HOUSTON, TX — (Marketwire) — 10/13/11 — Magnum Hunter Resources Corporation (NYSE: MHR) (NYSE Amex: MHR-PrC) (NYSE Amex: MHR-PrD) (the “Company” or “Magnum Hunter”) provided a drilling, operational, and production update today on the activities of its wholly-owned subsidiary, Triad Hunter LLC (“Triad Hunter”), in the Appalachian Region. This includes the liquids-rich window of the Marcellus Shale unconventional resource play located across approximately 58,048 net acres predominately in Northwestern West Virginia and Southeastern Ohio. This update also includes the Huron Shale and Weir Oil Sands formations of the Company–s Kentucky operations. Significant highlights for the third quarter of 2011 include:
The WVDNR #1102, located in Wetzel County, West Virginia, was drilled to a measured depth of 12,517 feet (horizontal lateral length of 4,950 feet) and is a 100% working interest owned well by Triad Hunter. The well was fraced with 16 stages. The WVDNR# 1102 is currently testing into a sales pipeline at an initial flowing production rate of 10.0 MMcfe per day (9.9 MMcf per day of natural gas, 30 Bbls of natural gas liquids per day and 215 Bbls of water per day) on an adjustable choke with 1,655 psi FCP.
The WVDNR #1103, located in Wetzel County, West Virginia, was drilled to a measured depth of 12,335 feet (horizontal lateral length of 4,875 feet) and is a 100% working interest well owned by Triad Hunter.
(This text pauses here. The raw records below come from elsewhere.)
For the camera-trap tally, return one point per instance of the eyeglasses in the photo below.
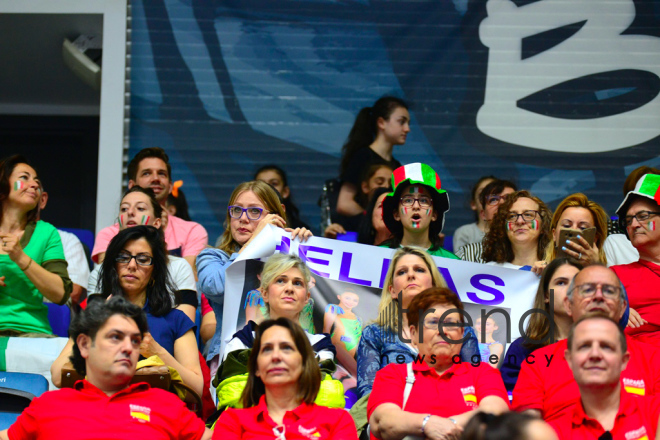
(640, 216)
(253, 213)
(141, 259)
(528, 216)
(494, 199)
(447, 324)
(409, 201)
(587, 290)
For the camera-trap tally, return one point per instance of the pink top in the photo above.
(183, 238)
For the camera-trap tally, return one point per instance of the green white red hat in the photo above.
(411, 174)
(648, 187)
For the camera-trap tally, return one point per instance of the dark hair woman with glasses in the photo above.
(252, 206)
(135, 267)
(519, 232)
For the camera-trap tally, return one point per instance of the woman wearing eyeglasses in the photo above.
(490, 198)
(135, 267)
(639, 216)
(415, 211)
(252, 206)
(139, 207)
(444, 394)
(519, 232)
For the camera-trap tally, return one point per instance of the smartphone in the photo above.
(588, 234)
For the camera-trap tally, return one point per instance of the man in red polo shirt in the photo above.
(546, 386)
(597, 355)
(107, 339)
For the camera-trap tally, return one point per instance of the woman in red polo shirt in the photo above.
(446, 392)
(278, 400)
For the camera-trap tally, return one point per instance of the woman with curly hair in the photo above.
(578, 212)
(519, 232)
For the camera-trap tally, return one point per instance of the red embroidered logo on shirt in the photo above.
(141, 413)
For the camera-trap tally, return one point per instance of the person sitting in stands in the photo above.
(597, 354)
(415, 211)
(444, 393)
(372, 229)
(150, 168)
(252, 206)
(74, 253)
(32, 264)
(578, 212)
(546, 386)
(490, 198)
(519, 233)
(618, 248)
(539, 332)
(640, 215)
(108, 337)
(283, 382)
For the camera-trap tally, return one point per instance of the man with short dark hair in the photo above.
(597, 354)
(150, 168)
(107, 338)
(545, 384)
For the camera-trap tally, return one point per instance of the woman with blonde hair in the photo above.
(252, 206)
(519, 232)
(578, 212)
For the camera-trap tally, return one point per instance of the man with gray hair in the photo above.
(546, 386)
(597, 354)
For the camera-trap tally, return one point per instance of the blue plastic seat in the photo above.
(59, 318)
(16, 392)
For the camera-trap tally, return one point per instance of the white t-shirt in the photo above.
(74, 254)
(180, 271)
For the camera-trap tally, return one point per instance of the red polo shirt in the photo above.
(307, 422)
(637, 419)
(455, 391)
(552, 389)
(85, 412)
(642, 281)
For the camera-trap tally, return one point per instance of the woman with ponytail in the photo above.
(375, 132)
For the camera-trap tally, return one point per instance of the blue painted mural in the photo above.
(558, 95)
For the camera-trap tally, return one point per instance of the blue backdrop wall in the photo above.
(559, 95)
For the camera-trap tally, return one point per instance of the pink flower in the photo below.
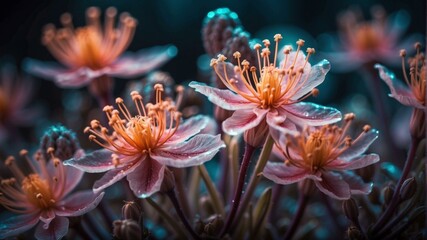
(363, 41)
(324, 155)
(15, 94)
(272, 96)
(43, 197)
(92, 51)
(141, 146)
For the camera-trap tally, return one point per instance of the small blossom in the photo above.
(141, 146)
(412, 95)
(366, 41)
(93, 51)
(270, 93)
(43, 197)
(324, 155)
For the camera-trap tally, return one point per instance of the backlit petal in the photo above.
(243, 120)
(147, 178)
(195, 151)
(223, 98)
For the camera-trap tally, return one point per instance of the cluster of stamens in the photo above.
(263, 85)
(132, 135)
(318, 147)
(417, 74)
(37, 190)
(92, 46)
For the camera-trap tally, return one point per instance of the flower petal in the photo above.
(12, 224)
(58, 228)
(280, 173)
(398, 90)
(360, 145)
(311, 114)
(332, 184)
(97, 161)
(115, 175)
(243, 120)
(223, 98)
(145, 60)
(311, 80)
(357, 186)
(147, 178)
(355, 163)
(189, 128)
(79, 203)
(195, 151)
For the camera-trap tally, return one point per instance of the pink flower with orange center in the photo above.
(93, 51)
(325, 155)
(141, 146)
(43, 197)
(270, 95)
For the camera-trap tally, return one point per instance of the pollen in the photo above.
(263, 84)
(93, 45)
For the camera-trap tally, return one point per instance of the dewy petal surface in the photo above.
(189, 128)
(398, 90)
(222, 97)
(79, 203)
(97, 161)
(147, 178)
(145, 60)
(242, 120)
(279, 173)
(195, 151)
(58, 228)
(304, 113)
(332, 184)
(11, 225)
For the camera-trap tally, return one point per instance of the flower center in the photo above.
(91, 46)
(151, 128)
(37, 191)
(268, 86)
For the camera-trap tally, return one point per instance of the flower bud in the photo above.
(409, 187)
(127, 229)
(131, 210)
(351, 210)
(63, 141)
(168, 183)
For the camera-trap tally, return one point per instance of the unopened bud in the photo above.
(127, 229)
(168, 183)
(351, 210)
(131, 210)
(409, 187)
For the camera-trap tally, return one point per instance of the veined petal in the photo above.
(360, 145)
(195, 151)
(398, 90)
(304, 113)
(145, 60)
(223, 98)
(242, 120)
(315, 77)
(97, 161)
(334, 186)
(355, 163)
(189, 128)
(280, 173)
(12, 224)
(79, 203)
(116, 174)
(147, 178)
(58, 228)
(357, 186)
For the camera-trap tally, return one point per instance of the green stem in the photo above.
(255, 178)
(216, 200)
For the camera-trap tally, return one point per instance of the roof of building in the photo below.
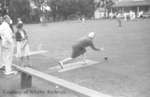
(129, 3)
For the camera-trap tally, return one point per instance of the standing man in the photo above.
(22, 45)
(7, 46)
(79, 48)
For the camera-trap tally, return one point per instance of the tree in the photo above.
(19, 9)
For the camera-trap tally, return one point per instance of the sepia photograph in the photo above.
(74, 48)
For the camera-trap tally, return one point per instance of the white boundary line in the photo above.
(36, 52)
(76, 65)
(66, 84)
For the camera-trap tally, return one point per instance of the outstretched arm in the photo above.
(93, 47)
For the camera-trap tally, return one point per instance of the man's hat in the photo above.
(91, 35)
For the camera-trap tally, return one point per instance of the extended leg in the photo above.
(64, 61)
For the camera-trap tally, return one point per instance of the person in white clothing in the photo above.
(7, 46)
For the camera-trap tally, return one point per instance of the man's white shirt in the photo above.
(6, 33)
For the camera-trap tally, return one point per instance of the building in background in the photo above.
(139, 7)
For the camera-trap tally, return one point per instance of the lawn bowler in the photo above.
(79, 48)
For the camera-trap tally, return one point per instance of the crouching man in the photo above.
(79, 48)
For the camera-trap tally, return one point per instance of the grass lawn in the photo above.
(126, 74)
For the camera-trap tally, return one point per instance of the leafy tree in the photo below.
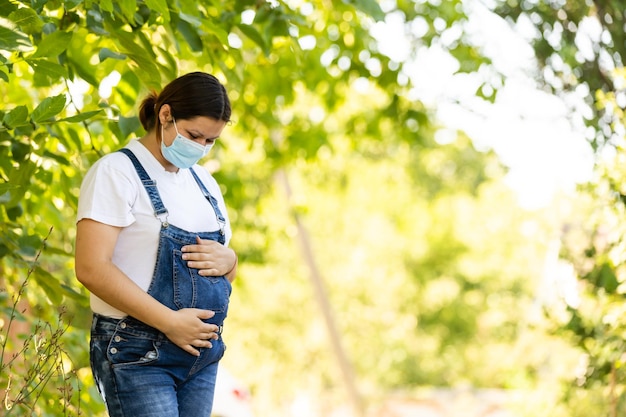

The well was fraced with 16 stages. The WVDNR #1103 tested at an initial flowing production rate of 10.5 MMcfe per day (10.4 MMcf per day of natural gas, 20 Bbls of natural gas liquids per day and 100 Bbl–s of water per day) on an adjustable choke with 1,790 psi FCP.
The WVDNR #1104, located in Wetzel County, West Virginia, was drilled to a measured depth of 11,864 feet (horizontal lateral length of 4,100 feet) and is a 100% working interest well owned by Triad Hunter. The well was fraced with 16 stages. The WVDNR #1104 tested at an initial flowing production rate of 10.4 MMcfe per day (9.56 MMcf per day of natural gas, 74 Bbls of natural gas liquids per day and 300 Bbls of water per day) on an adjustable choke with 1,450 psi FCP.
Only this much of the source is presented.